Kala Karma Bertamu

Vania Faustin
Chapter #1

ANAK YANG MALANG

Di sudut malam yang sunyi, Audrey masih duduk di depan laptopnya. Jari-jarinya menari di atas keyboard, sementara secangkir kopi yang telah dingin setia menemani. Ia bukan pecinta kopi sejati, tapi malam-malam panjang membuatnya harus berdamai dengan pahitnya kafein.

“Mami belum tidur?”

Sebuah suara mengalun pelan dari belakang. Glenn, anak laki-lakinya yang kini beranjak dewasa, melangkah mendekat dengan raut wajah mengantuk.

Audrey menoleh, tersenyum kecil. “Masih banyak kerjaan.”

Glenn menguap panjang, lalu menuju dapur. Tangan kurusnya meraih setoples cookies, camilan kesukaannya sejak kecil.

“Besok Mami jadi ke sekolah, kan?” tanyanya, suaranya setengah berharap.

Audrey terdiam sejenak, menimbang jawabannya. Lalu, dengan suara pelan, ia berkata, “Maaf, sayang. Mami tadi sore dikabarin kalau klien dari Jepang mau datang besok.”

Ekspresi Glenn berubah. Seakan sudah terbiasa dengan jawaban itu, ia hanya tersenyum tipis sebelum berbalik pergi.

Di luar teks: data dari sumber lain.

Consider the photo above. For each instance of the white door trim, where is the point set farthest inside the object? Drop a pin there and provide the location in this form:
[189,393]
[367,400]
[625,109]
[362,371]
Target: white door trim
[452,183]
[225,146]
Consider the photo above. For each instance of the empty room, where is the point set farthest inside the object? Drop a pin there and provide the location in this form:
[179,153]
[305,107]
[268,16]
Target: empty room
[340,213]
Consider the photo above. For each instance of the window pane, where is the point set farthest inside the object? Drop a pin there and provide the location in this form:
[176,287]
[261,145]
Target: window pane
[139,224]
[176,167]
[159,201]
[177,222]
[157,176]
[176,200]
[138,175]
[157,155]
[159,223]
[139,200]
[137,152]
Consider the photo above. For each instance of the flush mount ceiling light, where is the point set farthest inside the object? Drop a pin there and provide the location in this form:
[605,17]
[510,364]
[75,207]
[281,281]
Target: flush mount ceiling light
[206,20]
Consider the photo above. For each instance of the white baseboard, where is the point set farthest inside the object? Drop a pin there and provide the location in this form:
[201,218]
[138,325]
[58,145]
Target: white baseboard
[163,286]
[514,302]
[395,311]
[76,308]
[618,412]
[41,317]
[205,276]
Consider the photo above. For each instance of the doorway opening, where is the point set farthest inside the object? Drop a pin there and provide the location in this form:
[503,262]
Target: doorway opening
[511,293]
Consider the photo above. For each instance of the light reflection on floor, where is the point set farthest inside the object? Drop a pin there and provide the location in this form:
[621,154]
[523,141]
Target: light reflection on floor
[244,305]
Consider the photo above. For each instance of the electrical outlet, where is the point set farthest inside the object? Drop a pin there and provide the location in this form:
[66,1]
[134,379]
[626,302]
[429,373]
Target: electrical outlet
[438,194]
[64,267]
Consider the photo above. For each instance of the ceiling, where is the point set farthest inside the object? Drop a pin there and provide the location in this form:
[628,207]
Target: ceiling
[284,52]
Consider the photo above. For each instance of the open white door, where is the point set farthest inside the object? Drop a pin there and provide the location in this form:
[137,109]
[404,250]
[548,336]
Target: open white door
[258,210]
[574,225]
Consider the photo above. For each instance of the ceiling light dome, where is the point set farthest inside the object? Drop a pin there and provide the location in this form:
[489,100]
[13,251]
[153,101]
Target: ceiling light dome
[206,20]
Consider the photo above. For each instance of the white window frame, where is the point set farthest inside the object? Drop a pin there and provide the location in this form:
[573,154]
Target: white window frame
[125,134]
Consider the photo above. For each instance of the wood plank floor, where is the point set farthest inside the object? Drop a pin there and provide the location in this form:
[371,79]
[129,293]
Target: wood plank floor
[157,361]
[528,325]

Audrey menatap punggung putranya yang perlahan menghilang di ujung koridor. Ada sesuatu yang menusuk dadanya—seperti kenangan yang berbisik pelan, mengingatkannya akan janji-janji kecil yang tak pernah sempat ia tepati.

Malam semakin larut. Audrey menghela napas panjang, merapikan rambutnya yang mulai kusut. Kopinya hampir habis, dan kantuk mulai merayap ke sudut matanya.

Ia melirik layar ponselnya. Pukul dua pagi. Dalam diam, ia melangkah menuju kamar. Namun, sesampainya di sana, yang menyambutnya hanya keheningan.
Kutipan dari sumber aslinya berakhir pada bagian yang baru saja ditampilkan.